Appropriate time span for trend extraction

Consistent with their definition of trend, Wu et al. (2007) note that trends extracted by EMD are dependent on the time span of the data. This raises the issue of the appropriate time span to use for detrending of temporal climate envelope data. So far, I have used a time span of 1951-2010 (60 years) because this is the period of most reliable weather station data. However, temporal climate envelopes will very likely be developed for normal periods (30-year time span), so it is reasonable to consider using 30 years as the time span for trend extraction.
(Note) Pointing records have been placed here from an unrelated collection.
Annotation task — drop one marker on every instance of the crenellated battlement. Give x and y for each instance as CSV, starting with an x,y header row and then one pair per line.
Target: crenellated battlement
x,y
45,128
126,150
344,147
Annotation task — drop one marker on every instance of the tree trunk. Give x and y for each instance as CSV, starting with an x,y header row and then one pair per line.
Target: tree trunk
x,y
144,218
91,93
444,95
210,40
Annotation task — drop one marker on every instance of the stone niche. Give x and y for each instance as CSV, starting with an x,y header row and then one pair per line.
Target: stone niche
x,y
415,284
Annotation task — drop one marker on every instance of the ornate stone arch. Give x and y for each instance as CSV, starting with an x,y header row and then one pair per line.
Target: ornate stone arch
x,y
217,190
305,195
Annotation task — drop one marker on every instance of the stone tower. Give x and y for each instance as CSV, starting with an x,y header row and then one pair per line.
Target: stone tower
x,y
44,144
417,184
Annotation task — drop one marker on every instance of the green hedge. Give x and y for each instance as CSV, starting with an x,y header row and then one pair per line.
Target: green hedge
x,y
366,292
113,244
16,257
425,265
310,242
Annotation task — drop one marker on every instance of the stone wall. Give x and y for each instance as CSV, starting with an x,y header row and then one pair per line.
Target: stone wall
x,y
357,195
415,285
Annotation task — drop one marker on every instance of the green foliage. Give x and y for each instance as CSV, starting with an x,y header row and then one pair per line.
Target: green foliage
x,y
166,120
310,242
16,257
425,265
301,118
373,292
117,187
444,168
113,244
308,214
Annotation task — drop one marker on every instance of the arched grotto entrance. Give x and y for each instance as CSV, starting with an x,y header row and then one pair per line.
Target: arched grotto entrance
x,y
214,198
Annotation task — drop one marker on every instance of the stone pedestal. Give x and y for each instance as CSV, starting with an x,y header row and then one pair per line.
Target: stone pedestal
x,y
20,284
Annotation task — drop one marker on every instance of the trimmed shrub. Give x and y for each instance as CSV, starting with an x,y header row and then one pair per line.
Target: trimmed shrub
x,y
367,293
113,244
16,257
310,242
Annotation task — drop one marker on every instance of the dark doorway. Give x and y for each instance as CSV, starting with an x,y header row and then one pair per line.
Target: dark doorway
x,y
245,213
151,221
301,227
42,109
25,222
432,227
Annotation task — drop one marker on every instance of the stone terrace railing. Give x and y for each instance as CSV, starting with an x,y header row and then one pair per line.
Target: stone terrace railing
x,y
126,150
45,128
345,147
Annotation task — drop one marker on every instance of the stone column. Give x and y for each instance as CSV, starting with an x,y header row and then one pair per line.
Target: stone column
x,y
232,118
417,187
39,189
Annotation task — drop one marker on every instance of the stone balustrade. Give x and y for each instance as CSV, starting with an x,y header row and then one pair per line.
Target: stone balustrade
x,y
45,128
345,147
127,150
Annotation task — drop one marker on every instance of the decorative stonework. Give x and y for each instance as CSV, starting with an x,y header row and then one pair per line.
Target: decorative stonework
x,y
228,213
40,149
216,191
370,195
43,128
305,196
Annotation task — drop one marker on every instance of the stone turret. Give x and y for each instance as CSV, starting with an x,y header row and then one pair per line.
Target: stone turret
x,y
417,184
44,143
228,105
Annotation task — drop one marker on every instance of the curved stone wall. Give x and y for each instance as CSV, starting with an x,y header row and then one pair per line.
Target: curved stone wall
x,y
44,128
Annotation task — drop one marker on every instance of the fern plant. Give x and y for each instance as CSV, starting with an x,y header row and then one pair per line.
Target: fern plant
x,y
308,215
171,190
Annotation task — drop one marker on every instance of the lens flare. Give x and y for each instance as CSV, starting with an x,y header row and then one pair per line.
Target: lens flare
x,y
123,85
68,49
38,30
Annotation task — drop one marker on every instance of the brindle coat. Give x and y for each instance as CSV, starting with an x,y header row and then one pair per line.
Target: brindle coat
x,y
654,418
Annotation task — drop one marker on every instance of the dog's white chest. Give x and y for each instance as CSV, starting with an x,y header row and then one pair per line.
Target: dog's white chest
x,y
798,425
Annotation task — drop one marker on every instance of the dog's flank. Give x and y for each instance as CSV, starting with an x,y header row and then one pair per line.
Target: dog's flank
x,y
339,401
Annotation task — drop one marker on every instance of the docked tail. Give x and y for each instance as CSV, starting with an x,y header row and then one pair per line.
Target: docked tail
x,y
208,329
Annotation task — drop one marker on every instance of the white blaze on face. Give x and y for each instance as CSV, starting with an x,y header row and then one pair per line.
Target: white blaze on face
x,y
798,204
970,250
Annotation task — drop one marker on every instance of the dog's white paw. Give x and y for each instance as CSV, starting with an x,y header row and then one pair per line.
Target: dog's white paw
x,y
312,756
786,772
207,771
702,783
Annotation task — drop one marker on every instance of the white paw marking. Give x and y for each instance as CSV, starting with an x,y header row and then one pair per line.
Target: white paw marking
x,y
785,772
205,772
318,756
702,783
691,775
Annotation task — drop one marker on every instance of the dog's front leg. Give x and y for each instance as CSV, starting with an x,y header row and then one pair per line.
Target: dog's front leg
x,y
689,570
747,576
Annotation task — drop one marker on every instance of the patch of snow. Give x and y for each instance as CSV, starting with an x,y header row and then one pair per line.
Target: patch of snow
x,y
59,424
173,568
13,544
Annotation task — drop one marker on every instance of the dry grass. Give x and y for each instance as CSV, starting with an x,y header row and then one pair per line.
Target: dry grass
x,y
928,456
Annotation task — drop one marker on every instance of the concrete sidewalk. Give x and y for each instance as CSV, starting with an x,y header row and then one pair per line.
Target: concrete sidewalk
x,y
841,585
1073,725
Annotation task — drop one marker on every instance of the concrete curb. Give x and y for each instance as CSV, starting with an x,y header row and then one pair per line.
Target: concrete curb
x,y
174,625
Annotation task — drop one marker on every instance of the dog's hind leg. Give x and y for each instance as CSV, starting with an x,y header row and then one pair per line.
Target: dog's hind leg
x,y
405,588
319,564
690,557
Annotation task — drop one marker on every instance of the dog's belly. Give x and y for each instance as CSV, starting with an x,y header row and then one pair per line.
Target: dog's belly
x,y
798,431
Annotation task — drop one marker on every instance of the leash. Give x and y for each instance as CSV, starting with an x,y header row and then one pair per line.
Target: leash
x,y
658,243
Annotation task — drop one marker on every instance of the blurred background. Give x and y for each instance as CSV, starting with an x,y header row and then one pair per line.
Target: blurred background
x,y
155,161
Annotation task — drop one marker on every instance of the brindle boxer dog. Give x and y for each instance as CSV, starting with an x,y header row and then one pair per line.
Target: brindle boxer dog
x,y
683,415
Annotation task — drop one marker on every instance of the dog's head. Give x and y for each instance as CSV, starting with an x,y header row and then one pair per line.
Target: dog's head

EMD trends for 30- vs. 60-year periods are compared in Figure 6. EMD exhibits some erratic behaviour at the beginning and ending of the 30-year time spans, i.e. unsupported upswings or downswings. However, even in cases where it behaves appropriately on 30-year time spans (e.g. MCMT), it extracts oscillations could reasonably be considered to be part of background (non-trend) climatic variability. This demonstration indicates that, using EMD or any other method, normal periods are likely too short for trend identification. 60 years appears to be a necessary time span for trend extraction, even though detrended temporal climate envelopes are calculated from 30-yr normal periods.

 

References

Huang, N. E., Z. Shen, S. R. Long, M. C. Wu, H. H. Shih, Q. Zheng, N.-C. Yen, and C. Chao. 1998. The Empirical Mode Decomposition and the Hilbert Spectrum for Nonlinear and Non-Stationary Time Series Analysis. Proceedings of the Royal Society London 454:903–995.

Wu, Z., N. E. Huang, S. R. Long, and C.-K. Peng. 2007. On the trend, detrending, and variability of nonlinear and nonstationary time series. Proceedings of the National Academy of Sciences of the United States of America 104:14889–94.